James Madison Papers

To James Madison from Rufus King, 5 February 1802 (Abstract)

§ From Rufus King

5 February 1802, London. No. 51. Reports receipt of JM’s 10 Dec. instructions and the resulting conversations with Lord Hawkesbury on the state of American trade with British dominions in peacetime. Encloses copy of a paper he sent to Hawkesbury on the subject. Acknowledges receipt on 4 Feb. of duplicate of JM’s 22 Dec. letter, “which has enabled me to be more explicit than I otherwise should have been in my Conference of this morning with Lord Hawkesbury.” King began the conference by reminding Hawkesbury of the commercial inequalities between Great Britain and the U.S. with the return of peace, and he urged that Great Britain agree either to discontinue countervailing duties when Americans discontinue unequal rates or to repeal them and impose export duties corresponding to American import duties. Hawkesbury admitted that “the only legitimate purpose” of Great Britain’s countervailing duties was to equalize trade between the two countries and stated his preference for the former of King’s suggestions. He promised to submit the matter to the cabinet and is detaining the mail packet so King may inform JM of the decision. Refers JM to the enclosure for his remarks on tonnage duties and advocates the establishment of lighthouse duties.

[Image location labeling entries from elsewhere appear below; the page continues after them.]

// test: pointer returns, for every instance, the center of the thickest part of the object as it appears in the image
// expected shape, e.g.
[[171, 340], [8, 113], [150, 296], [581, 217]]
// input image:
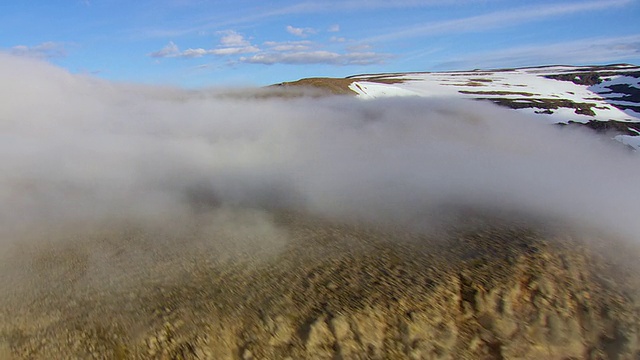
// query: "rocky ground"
[[313, 288]]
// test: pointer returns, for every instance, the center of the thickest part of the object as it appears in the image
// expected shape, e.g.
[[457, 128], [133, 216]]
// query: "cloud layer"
[[75, 150]]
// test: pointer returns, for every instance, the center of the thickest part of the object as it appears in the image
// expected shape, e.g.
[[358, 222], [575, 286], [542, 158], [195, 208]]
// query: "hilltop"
[[603, 98]]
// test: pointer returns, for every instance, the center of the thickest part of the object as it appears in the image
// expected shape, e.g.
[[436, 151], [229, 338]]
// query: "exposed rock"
[[487, 292]]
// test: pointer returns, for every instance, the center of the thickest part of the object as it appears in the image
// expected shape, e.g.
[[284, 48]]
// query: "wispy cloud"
[[253, 15], [497, 19], [583, 51], [281, 46], [46, 50], [301, 32], [316, 57], [231, 38], [231, 43]]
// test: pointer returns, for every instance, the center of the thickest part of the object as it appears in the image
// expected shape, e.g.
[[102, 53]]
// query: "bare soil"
[[329, 290]]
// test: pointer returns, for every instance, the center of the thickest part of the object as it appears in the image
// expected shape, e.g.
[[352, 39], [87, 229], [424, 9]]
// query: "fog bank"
[[77, 151]]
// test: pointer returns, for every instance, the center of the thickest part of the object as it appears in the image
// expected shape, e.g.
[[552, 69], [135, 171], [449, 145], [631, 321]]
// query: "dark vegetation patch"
[[481, 80], [548, 104], [335, 86], [495, 93], [384, 79], [621, 127], [592, 76]]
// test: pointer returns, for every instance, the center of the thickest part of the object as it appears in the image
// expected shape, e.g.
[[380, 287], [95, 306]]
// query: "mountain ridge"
[[561, 94]]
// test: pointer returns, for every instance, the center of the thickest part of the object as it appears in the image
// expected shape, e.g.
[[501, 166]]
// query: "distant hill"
[[604, 98]]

Declares that the return of peace will not reestablish harmony between Great Britain and European maritime powers who believe that England’s prosperity is achieved at their expense. Anticipates restrictions on British trade with Europe, which will make trade with America “of still greater value and importance than it is already known and confessed to be.” Concludes that the present is the best time to press for a fair system of trade.